I’m building an individual customer level model using brms. A key factor that distinguishes each customer is a “frequency of purchase” from the previous 3 months. There are 4 groups: high, medium, low, and sporadic. The group membership also determines how many emails each customer gets the next month ( high gets 12, medium 8, low, 4, and sporadic get 2.
I had already built a mixed model where the impact of emails to these customer was assessed as a varying coefficient (“random”) at each of the four levels. Each customer’s behavior is recorded for every day of the month such that each customer has 30 data points.
I need help specifying informative priors for the individual level email coefficient such that the “high” group coefficient acts as the prior for all customers within the high group and the medium group coefficient as the prior for those in the medium group and so on.

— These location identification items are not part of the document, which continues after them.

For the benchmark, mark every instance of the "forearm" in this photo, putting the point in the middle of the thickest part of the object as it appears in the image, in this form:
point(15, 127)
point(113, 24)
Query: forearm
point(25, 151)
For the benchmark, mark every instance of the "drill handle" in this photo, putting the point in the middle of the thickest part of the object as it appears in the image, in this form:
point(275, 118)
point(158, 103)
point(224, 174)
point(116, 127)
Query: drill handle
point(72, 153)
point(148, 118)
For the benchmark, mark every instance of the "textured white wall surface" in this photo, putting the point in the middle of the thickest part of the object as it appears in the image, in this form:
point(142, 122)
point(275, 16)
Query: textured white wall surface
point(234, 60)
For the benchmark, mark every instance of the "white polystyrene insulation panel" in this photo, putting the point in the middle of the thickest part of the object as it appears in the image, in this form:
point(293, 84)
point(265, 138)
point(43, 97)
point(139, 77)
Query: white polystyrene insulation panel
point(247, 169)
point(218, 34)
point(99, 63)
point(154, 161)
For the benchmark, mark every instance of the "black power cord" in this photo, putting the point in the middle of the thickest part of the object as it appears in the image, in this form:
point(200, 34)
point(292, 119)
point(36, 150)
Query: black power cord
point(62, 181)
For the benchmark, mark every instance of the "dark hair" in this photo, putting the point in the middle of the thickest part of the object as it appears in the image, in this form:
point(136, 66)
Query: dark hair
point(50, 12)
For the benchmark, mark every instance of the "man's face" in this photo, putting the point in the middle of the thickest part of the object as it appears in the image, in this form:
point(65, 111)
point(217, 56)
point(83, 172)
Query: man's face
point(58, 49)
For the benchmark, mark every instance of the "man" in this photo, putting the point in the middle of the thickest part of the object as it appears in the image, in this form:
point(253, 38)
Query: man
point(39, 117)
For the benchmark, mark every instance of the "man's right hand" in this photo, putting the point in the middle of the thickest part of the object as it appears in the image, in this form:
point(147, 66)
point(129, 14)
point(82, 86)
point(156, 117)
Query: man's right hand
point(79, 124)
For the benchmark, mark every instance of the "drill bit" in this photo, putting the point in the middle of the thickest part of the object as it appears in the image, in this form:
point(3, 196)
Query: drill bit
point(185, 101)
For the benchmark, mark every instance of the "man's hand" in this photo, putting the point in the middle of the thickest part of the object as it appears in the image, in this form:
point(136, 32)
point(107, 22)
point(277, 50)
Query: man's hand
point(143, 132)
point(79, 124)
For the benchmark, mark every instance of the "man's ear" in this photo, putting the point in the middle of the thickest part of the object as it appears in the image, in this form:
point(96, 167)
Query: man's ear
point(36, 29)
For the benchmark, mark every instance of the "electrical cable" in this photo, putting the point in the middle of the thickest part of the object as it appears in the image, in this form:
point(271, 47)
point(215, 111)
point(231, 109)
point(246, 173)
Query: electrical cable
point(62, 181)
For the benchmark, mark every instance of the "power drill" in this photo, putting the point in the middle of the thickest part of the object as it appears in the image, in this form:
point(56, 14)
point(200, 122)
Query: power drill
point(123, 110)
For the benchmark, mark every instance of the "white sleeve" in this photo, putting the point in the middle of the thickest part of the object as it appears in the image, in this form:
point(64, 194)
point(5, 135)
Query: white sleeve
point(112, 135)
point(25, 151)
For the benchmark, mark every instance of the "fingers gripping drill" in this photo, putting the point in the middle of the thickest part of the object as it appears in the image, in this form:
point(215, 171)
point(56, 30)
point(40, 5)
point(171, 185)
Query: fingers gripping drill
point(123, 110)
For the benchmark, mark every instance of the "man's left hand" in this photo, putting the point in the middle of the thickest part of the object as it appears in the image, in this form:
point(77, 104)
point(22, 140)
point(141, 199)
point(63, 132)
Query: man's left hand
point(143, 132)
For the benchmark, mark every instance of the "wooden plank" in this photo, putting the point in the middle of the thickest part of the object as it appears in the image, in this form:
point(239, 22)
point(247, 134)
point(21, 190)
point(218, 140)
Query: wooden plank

Specifying reasonable informative priors is very hard and needs a lot of subject matter knowledge, which I don’t have. This would only work with detailed correspondance between you and me about the details of your data and model for which I currently don’t have time for I am afraid.

We are actively working on better tools to help users specifying informative priors based on the subject matter knowledge but they are not ready yet.

I think this kind of happens automatically, right?

Like, with the regression:

y ~ (1 | group) + (1 | individual)

By default the priors on those terms are zero centered.

If the output is normal, the mean of any individual e-mail’s output or whatever will be the sum of a grouping term and an individual term.

I think you still want the prior on that individual term to be zero centered. Any group level effect will be (hopefully) absorbed in the group term and will show up in the total effects for each individual. Hopefully “total effects” doesn’t have a technical meaning beyond “sum of effects for an individual” (which is how I’m using it here).

@bbbales2 thanks Ben for your detailed note. The output is normal and hence you are right - the “Overall” effect is the sum of the group (fixed) + the individual (random) coefficients. @paul.buerkner Right now I can specify a informative prior on the overall impact of the variable but not a segment level (via brms). What I will do is share my syntax here so you have better sense for what I’m looking for. Given my short experience with all things Bayesian, I want to make sure that I’m not misrepresenting what I need help with.

For me it’s sometimes helpful to write out the statistics formulas with indexes and stuff, so it’s explicit what needs are prior and whatnot. I don’t have enough experience with the lme4 syntax to always immediately parse the models.

Like:

\mu_g \sim N(0, \tau)\\
y_i \sim N(\mu_g, \sigma)

And so we can talk about the prior on \mu_g explicitly and see what that means in terms of hyperparameters (\tau and whatnot)